Istanbul: deux étrangers soupçonnés de liens avec l'attentat arrêtés à l'aéroport

Deux étrangers ont été arrêtés mardi à l'aéroport international Atatürk d'Istanbul dans le cadre de l'enquête sur l'attentat contre une discothèque huppée de la métropole turque dans la nuit du Nouvel An, a rapporté l'agence de presse Dogan.

jnoj
©AFP
Belga et AFP

Deux étrangers ont été arrêtés mardi à l'aéroport international Atatürk d'Istanbul dans le cadre de l'enquête sur l'attentat contre une discothèque huppée de la métropole turque dans la nuit du Nouvel An, a rapporté l'agence de presse Dogan.

Les deux personnes, dont la nationalité n'a pas été précisée, ont été interpellées à l'entrée du terminal des départs internationaux et emmenées au quartier général de la sûreté d'Istanbul où elles ont été placées en garde à vue, a indiqué Dogan.

Ces deux interpellations portent à 16 le nombre de personnes en garde à vue dans le cadre de l'enquête sur l'attaque revendiquée par le groupe Etat islamique (EI) et dont l'auteur a pris la fuite.

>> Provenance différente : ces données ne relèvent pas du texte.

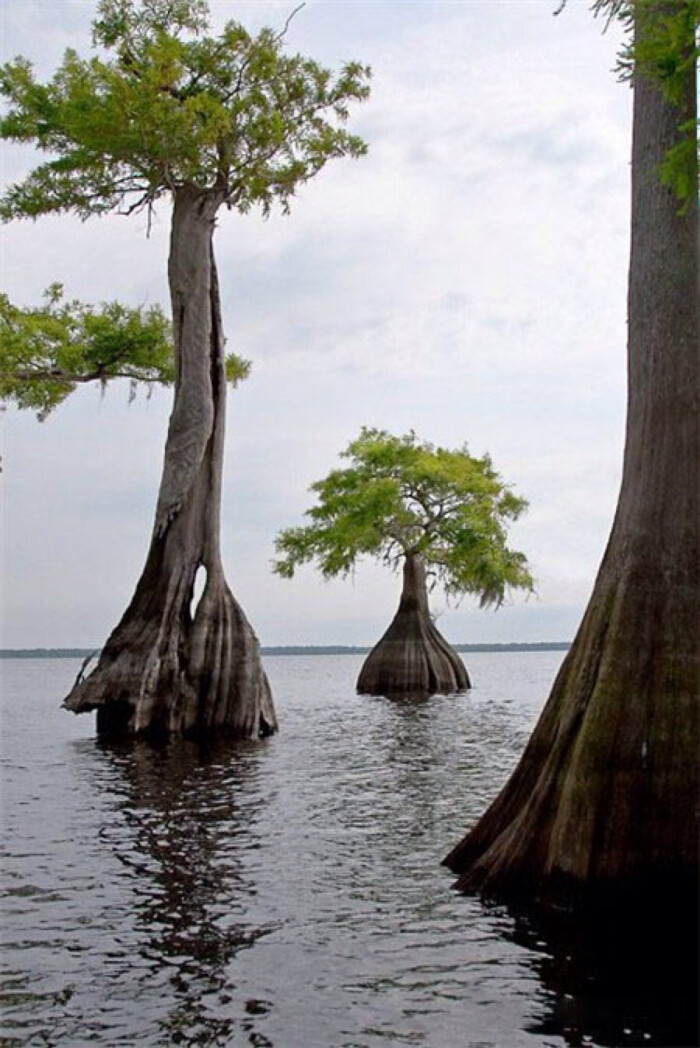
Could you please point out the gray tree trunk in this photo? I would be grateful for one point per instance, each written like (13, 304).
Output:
(604, 803)
(413, 657)
(169, 669)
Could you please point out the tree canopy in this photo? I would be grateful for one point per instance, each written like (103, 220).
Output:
(663, 46)
(46, 351)
(402, 497)
(233, 114)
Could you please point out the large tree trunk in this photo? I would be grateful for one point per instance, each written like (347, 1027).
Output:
(604, 802)
(169, 669)
(413, 657)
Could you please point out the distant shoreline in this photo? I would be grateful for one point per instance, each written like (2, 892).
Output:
(546, 646)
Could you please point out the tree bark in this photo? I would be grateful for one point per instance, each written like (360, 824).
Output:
(604, 802)
(413, 657)
(169, 669)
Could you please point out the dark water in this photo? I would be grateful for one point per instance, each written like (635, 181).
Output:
(288, 893)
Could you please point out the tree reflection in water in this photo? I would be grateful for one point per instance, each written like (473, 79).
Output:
(186, 825)
(615, 981)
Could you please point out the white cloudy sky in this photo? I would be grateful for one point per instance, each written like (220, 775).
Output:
(466, 280)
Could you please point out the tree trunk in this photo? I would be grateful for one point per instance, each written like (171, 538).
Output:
(413, 657)
(169, 669)
(604, 802)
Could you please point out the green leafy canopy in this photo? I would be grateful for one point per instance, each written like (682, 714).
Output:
(399, 496)
(162, 105)
(663, 44)
(46, 351)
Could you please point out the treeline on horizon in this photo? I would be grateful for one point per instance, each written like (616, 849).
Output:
(543, 646)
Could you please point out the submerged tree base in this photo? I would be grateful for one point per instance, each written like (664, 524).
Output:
(413, 657)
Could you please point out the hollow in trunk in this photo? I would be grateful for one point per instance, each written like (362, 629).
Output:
(170, 668)
(413, 657)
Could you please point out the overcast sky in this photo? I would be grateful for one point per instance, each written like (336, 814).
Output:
(466, 280)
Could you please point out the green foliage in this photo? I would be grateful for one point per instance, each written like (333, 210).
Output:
(47, 351)
(400, 496)
(663, 44)
(233, 114)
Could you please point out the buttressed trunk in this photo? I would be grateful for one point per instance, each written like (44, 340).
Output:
(604, 801)
(413, 657)
(168, 668)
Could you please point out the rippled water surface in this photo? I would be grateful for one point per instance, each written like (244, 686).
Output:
(286, 893)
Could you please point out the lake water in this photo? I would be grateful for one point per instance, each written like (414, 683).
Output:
(288, 893)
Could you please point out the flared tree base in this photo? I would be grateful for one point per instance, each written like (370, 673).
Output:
(413, 658)
(168, 675)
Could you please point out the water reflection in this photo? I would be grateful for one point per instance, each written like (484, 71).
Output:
(614, 982)
(186, 821)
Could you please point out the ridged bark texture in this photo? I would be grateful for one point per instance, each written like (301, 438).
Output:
(604, 803)
(413, 657)
(169, 669)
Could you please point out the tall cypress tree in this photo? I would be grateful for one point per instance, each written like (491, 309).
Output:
(208, 123)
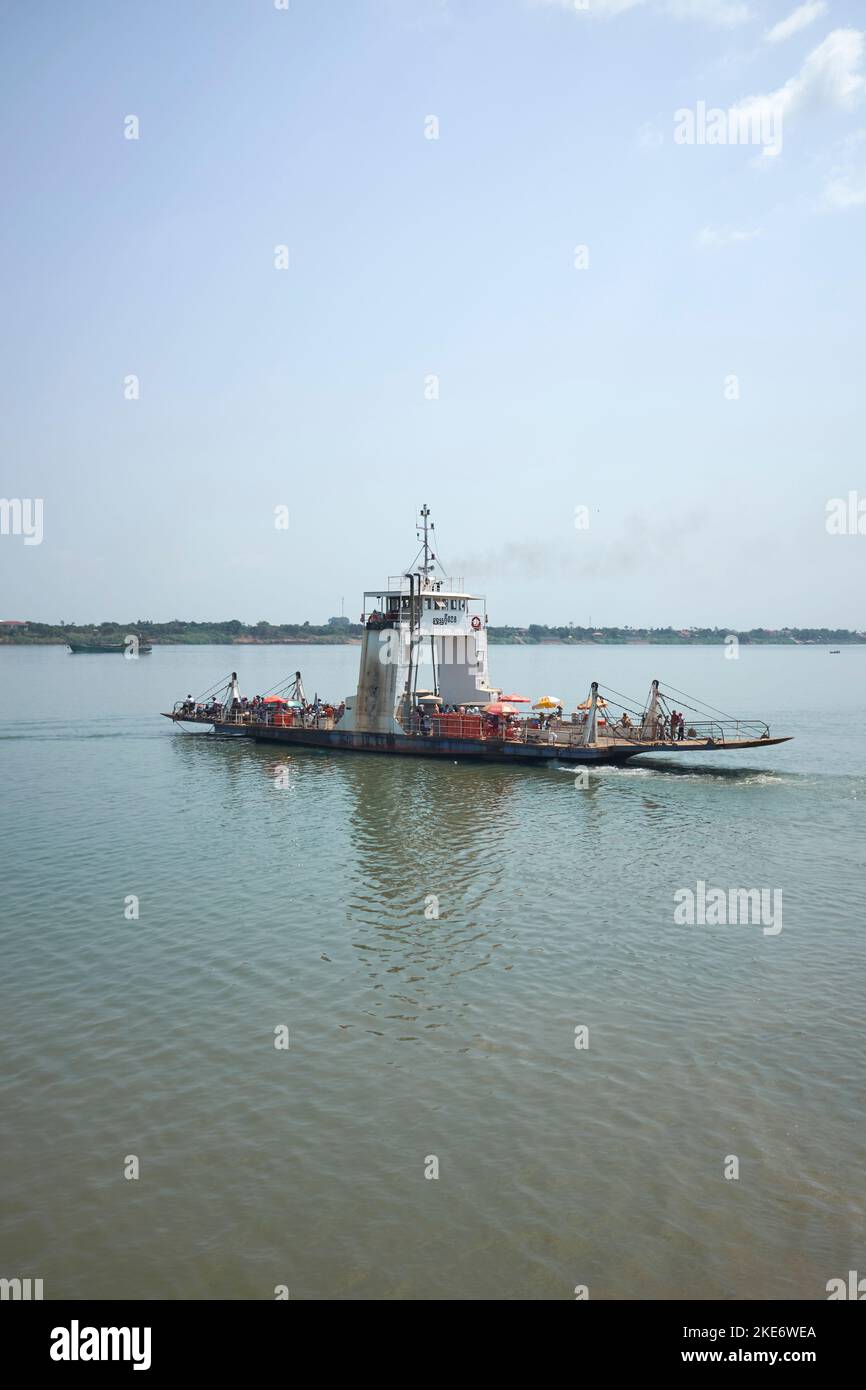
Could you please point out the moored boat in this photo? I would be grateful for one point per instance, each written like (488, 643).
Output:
(132, 644)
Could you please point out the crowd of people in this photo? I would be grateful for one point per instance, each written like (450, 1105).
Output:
(259, 710)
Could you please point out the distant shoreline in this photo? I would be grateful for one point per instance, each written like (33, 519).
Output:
(31, 635)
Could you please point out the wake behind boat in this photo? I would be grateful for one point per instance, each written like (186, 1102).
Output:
(424, 690)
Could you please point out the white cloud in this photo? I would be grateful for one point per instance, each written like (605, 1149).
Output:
(804, 15)
(830, 77)
(726, 235)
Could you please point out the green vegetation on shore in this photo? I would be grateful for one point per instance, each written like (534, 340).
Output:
(341, 630)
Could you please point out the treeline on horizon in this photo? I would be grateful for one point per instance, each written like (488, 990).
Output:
(341, 630)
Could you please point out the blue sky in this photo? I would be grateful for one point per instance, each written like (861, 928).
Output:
(605, 387)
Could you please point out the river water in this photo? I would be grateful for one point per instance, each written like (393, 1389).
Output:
(307, 901)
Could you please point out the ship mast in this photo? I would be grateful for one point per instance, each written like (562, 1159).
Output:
(424, 528)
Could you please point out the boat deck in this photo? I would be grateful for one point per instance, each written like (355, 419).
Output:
(562, 742)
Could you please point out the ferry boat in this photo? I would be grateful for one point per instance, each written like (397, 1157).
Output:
(424, 690)
(110, 645)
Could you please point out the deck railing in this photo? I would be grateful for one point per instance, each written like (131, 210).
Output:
(565, 733)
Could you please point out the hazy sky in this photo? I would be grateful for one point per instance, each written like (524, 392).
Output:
(560, 385)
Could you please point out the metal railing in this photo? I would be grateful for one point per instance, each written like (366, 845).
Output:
(252, 717)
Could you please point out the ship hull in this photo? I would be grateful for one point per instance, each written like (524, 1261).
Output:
(480, 749)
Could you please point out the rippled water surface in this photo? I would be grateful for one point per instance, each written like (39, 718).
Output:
(413, 1036)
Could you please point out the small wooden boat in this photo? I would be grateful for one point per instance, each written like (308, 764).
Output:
(111, 645)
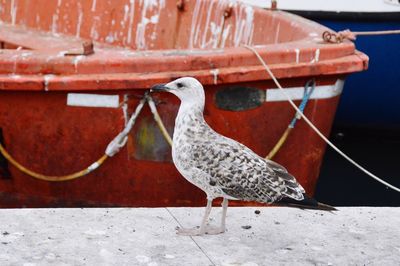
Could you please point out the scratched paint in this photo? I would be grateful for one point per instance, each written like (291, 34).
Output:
(148, 6)
(209, 28)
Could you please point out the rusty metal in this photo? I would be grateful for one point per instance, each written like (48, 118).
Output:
(45, 134)
(180, 4)
(239, 98)
(87, 49)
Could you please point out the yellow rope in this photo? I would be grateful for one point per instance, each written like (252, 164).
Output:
(51, 178)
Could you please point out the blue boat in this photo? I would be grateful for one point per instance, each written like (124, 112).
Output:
(371, 99)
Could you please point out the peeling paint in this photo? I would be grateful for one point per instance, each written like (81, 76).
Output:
(47, 79)
(146, 6)
(297, 51)
(215, 72)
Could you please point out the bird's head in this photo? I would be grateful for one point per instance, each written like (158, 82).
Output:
(187, 89)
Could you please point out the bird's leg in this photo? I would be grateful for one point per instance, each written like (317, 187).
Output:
(214, 230)
(198, 230)
(225, 203)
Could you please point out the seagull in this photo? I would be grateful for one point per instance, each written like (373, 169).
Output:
(223, 167)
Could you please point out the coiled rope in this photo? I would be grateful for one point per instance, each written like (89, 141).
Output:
(262, 61)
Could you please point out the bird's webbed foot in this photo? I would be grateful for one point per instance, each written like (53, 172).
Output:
(197, 231)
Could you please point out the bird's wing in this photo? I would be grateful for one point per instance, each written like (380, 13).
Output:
(242, 174)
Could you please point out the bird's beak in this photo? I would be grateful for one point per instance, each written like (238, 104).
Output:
(159, 87)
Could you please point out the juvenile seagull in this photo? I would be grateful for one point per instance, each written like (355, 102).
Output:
(222, 167)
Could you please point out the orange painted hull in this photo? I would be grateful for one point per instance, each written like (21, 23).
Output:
(135, 46)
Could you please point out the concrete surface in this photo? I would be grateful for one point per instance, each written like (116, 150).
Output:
(127, 236)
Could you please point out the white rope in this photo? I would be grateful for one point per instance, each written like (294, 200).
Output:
(315, 128)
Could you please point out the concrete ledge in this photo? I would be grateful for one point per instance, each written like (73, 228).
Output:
(126, 236)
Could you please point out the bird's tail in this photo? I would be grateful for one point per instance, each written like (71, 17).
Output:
(306, 203)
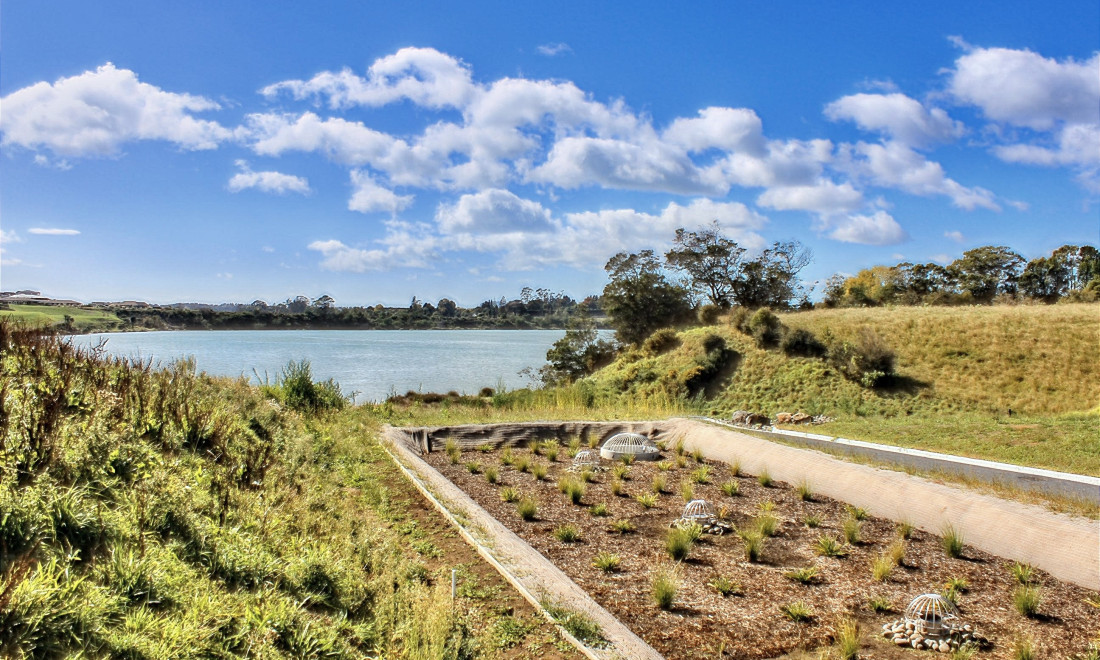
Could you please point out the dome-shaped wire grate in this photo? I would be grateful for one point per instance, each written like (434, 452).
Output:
(635, 444)
(697, 509)
(930, 613)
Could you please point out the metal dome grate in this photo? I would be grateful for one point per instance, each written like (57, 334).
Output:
(635, 444)
(931, 614)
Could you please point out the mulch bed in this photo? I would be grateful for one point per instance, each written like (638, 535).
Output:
(702, 623)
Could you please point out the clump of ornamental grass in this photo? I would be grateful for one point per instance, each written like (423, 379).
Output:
(622, 527)
(879, 604)
(527, 508)
(754, 542)
(952, 541)
(1026, 600)
(798, 612)
(725, 586)
(827, 546)
(853, 530)
(1023, 573)
(666, 582)
(567, 534)
(607, 562)
(846, 638)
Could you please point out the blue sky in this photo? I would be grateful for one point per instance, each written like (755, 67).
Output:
(226, 152)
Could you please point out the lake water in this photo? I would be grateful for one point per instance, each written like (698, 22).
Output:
(372, 363)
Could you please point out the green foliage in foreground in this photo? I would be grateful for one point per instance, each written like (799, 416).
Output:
(156, 514)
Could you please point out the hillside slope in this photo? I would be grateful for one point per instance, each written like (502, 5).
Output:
(960, 371)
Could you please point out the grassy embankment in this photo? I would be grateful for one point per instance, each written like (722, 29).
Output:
(162, 514)
(84, 320)
(961, 370)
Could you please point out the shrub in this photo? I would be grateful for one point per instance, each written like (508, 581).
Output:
(866, 361)
(803, 575)
(567, 534)
(679, 543)
(527, 508)
(1026, 600)
(798, 612)
(666, 583)
(1023, 573)
(847, 638)
(802, 343)
(607, 562)
(766, 328)
(827, 546)
(725, 586)
(765, 479)
(754, 545)
(881, 568)
(623, 526)
(879, 604)
(766, 524)
(952, 541)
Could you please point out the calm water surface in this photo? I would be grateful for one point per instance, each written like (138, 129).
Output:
(370, 362)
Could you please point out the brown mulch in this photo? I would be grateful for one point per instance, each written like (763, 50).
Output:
(702, 623)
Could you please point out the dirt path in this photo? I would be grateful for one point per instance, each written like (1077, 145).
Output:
(536, 574)
(1066, 547)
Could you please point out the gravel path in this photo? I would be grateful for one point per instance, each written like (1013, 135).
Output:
(1066, 547)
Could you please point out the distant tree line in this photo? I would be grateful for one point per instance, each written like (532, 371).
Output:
(534, 308)
(982, 275)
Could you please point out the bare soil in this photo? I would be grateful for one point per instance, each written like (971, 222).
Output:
(702, 623)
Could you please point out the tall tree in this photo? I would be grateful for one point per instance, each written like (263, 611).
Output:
(638, 298)
(986, 272)
(711, 261)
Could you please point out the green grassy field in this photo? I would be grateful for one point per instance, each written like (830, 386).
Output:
(40, 315)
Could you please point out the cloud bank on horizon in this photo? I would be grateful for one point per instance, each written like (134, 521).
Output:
(498, 152)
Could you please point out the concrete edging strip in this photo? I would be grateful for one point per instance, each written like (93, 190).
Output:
(1033, 479)
(1064, 546)
(528, 571)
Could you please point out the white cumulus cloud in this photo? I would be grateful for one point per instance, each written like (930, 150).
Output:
(96, 112)
(877, 229)
(267, 182)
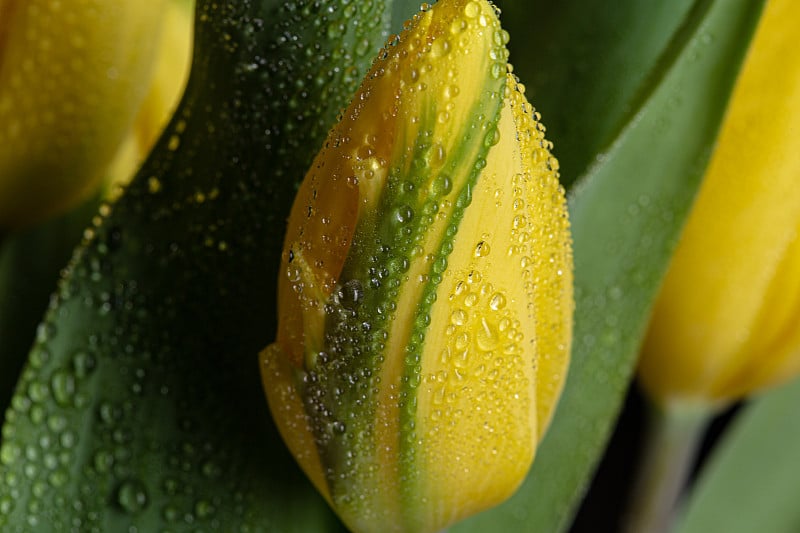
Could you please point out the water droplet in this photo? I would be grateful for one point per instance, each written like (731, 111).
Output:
(62, 384)
(497, 302)
(486, 336)
(482, 249)
(132, 496)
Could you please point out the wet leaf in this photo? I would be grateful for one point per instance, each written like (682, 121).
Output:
(141, 403)
(626, 212)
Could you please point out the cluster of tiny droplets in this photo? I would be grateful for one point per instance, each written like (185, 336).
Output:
(160, 315)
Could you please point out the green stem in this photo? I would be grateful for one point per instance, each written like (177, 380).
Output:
(673, 437)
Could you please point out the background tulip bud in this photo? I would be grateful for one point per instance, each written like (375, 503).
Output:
(725, 323)
(426, 295)
(167, 82)
(72, 76)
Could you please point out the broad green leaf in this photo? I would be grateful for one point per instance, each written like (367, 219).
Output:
(141, 405)
(30, 263)
(756, 467)
(587, 65)
(626, 213)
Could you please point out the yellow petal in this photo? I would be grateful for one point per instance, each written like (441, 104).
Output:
(434, 196)
(72, 76)
(725, 322)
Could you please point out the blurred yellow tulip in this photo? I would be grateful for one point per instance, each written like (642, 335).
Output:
(726, 322)
(426, 290)
(73, 76)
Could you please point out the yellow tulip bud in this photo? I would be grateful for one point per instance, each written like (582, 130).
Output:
(168, 80)
(726, 322)
(425, 299)
(72, 75)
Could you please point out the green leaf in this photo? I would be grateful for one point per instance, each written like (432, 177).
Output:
(30, 264)
(756, 467)
(587, 66)
(626, 214)
(141, 403)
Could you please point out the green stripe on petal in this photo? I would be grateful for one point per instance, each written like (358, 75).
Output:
(372, 237)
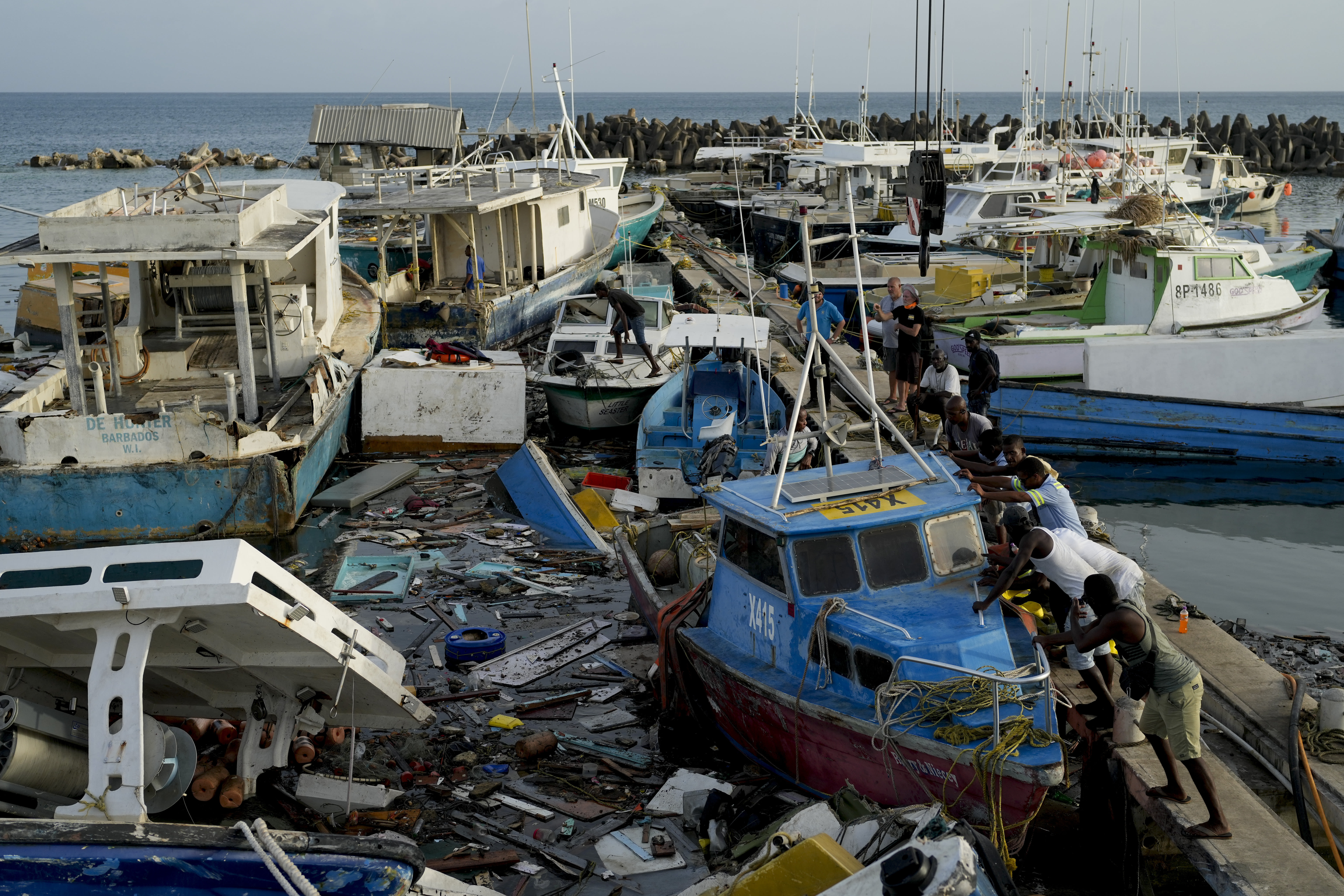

Les autorités turques ont lancé une vaste chasse à l'homme pour retrouver l'assaillant qui a ouvert le feu au Reina, une célèbre boîte de nuit d'Istanbul, faisant 39 morts, dont de nombreux étrangers.

Selon plusieurs médias turcs, les autorités soupçonnent son auteur d'être originaire d'un pays d'Asie centrale et estiment qu'il pourrait faire partie d'une cellule qui a commis un triple attentat-suicide à l'aéroport Atatürk qui a fait 47 morts en juin.

L'assaillant toujours en fuite, plusieurs vidéos de lui circulent

L'auteur présumé, et toujours en fuite, de l'attentat contre une discothèque d'Istanbul dans la nuit du Nouvel An a combattu dans les rangs du groupe terroriste Etat islamique (EI) en Syrie, rapporte mardi la presse turque qui révèle de nouveaux détails de l'attaque. Selon les éléments recueillis par les enquêteurs, l'assaillant est entré en Turquie depuis la Syrie où il a combattu au nom de l'EI, raison pour laquelle il semble avoir "une très bonne maîtrise des armes à feu", indique le quotidien Hürriyet.

Un chroniqueur proche du pouvoir, Abdulkadir Selvi, écrit dans les pages du journal que l'assaillant, entraîné au combat en zone urbaine, a été "spécialement choisi" pour commettre l'attaque contre le Reina, un club privé huppé d'Istanbul, où 39 personnes ont été tuées lors de la nuit de la Saint-Sylvestre.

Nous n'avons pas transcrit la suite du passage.